L’Assuré n’est Pas le Père de l’Enfant
Dans ce cas, il est le conjoint de la mère ou la personne liée à elle par un pacte civil de solidarité ou vivant maritalement avec elle, et doit fournir l'une des pièces suivantes attestant de la naissance de l'enfant :
- Soit la copie intégrale de l'acte de naissance de l'enfant ;
- Soit la copie de l'acte d'enfant sans vie et un certificat médical d'accouchement d'un enfant né mort et viable, ainsi que l'une des pièces suivantes attestant de son lien avec la mère de l'enfant :
- Soit un extrait d'acte de mariage ;
- Soit la copie du pacte civil de solidarité ;
- Soit un certificat de vie commune ou de concubinage de moins d'un an ou, à défaut, une attestation sur l'honneur de vie maritale cosignée par la mère de l'enfant.
Formalités
Le salarié informe son employeur de la date prévisionnelle de l'accouchement au moins un mois avant celle-ci. Cette information peut se faire par tout moyen : lettre recommandée avec AR, lettre remise en main propre contre récépissé, courriel avec accusé de réception ou de lecture, etc.

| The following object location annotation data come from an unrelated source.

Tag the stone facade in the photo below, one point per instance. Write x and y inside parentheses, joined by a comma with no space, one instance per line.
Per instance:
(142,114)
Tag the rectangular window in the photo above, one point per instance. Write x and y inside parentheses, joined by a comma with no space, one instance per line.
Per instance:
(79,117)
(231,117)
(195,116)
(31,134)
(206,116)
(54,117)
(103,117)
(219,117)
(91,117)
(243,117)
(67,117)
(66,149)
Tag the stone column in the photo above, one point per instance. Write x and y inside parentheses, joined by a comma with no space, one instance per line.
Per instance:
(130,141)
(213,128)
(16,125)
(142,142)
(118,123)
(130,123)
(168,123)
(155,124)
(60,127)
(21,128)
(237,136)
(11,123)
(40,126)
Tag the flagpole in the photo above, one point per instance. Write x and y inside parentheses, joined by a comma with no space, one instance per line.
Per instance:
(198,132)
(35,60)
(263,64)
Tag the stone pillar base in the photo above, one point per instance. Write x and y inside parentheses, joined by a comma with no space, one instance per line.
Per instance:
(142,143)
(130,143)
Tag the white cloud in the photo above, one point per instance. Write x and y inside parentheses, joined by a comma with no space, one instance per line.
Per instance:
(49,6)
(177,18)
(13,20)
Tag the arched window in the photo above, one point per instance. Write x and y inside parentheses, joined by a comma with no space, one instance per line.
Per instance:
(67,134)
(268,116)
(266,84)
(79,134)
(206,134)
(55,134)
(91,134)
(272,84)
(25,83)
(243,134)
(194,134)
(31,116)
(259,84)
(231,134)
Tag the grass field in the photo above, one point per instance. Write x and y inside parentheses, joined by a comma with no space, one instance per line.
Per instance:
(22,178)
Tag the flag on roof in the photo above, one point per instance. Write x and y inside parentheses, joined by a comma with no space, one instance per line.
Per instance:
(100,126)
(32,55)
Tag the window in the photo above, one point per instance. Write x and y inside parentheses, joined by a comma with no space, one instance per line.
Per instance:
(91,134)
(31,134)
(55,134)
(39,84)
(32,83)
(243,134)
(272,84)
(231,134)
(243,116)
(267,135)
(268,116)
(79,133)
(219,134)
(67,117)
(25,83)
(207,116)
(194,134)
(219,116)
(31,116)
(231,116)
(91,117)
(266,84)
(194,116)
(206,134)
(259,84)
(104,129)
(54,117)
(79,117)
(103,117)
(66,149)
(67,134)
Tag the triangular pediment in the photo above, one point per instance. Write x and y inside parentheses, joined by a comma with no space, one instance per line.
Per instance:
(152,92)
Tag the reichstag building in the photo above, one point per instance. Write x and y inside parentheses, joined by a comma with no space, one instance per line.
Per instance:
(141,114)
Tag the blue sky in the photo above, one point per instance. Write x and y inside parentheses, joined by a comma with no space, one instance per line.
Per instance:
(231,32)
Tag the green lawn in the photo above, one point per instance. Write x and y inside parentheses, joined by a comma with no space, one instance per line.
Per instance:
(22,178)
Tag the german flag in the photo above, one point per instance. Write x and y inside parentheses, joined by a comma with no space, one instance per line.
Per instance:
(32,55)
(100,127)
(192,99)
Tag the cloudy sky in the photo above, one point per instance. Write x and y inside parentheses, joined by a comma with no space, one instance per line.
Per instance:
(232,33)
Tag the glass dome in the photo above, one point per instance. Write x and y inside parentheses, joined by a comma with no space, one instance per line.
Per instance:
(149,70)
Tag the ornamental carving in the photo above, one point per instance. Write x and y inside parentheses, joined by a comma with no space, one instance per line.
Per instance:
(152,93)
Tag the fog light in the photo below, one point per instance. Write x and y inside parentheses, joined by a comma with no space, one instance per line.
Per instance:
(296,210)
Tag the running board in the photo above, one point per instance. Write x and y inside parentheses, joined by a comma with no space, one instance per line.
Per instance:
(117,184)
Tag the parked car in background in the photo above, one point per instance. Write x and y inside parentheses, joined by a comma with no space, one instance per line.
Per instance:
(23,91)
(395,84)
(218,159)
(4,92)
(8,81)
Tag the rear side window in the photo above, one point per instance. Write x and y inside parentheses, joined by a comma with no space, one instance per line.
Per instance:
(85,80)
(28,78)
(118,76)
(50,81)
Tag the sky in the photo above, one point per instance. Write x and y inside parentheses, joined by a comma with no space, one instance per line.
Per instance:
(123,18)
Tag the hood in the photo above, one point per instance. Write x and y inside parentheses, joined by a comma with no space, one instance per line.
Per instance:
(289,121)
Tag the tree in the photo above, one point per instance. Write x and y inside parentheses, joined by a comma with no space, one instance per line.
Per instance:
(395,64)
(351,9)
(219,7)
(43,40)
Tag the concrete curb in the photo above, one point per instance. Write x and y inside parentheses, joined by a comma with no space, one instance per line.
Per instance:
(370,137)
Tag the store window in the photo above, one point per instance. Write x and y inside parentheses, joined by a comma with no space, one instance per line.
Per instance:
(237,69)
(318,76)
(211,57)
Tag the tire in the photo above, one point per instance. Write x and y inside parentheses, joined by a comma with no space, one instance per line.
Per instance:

Par la suite, s’il souhaite bénéficier de la période de congé de 21 jours (ou 28 jours en cas de naissances multiples), éventuellement fractionnable dans les conditions précisées ci-dessus, le salarié doit informer son employeur des dates de prise et des durées de cette ou de ces périodes de congés au moins un mois avant le début de chacune d’elles.
En cas de naissance de l'enfant avant la date prévisionnelle d'accouchement et lorsque le salarié souhaite débuter la ou les périodes de congé au cours du mois suivant la naissance, il en informe sans délai son employeur.
Indépendamment de son obligation d’information de l’employeur, le salarié doit, pour percevoir les indemnités journalières versées par la Sécurité sociale au titre du congé de paternité et d’accueil de l’enfant, fournir à l'organisme de sécurité sociale dont il relève (en principe, la CPAM) les pièces justificatives mentionnées précédemment.
Effets du Congé sur le Contrat de Travail
Pendant le congé de paternité et d’accueil de l’enfant, le contrat de travail est suspendu.
À l'issue du congé de paternité et d'accueil de l'enfant, le salarié retrouve son précédent emploi ou un emploi similaire assorti d'une rémunération au moins équivalente.
La durée du congé de paternité et d'accueil de l'enfant est assimilée à une période de travail effectif pour la détermination des droits que le salarié tient de son ancienneté. Le salarié conserve le bénéfice de tous les avantages qu'il avait acquis avant le début du congé.
À l’instar de ce qui est déjà prévu pour les périodes de congé de maternité, de congé d'adoption et de congé de deuil, les périodes de congé de paternité et d’accueil de l’enfant sont désormais assimilées à des périodes de présence dans l’entreprise pour le calcul de la répartition de la réserve spéciale de participation.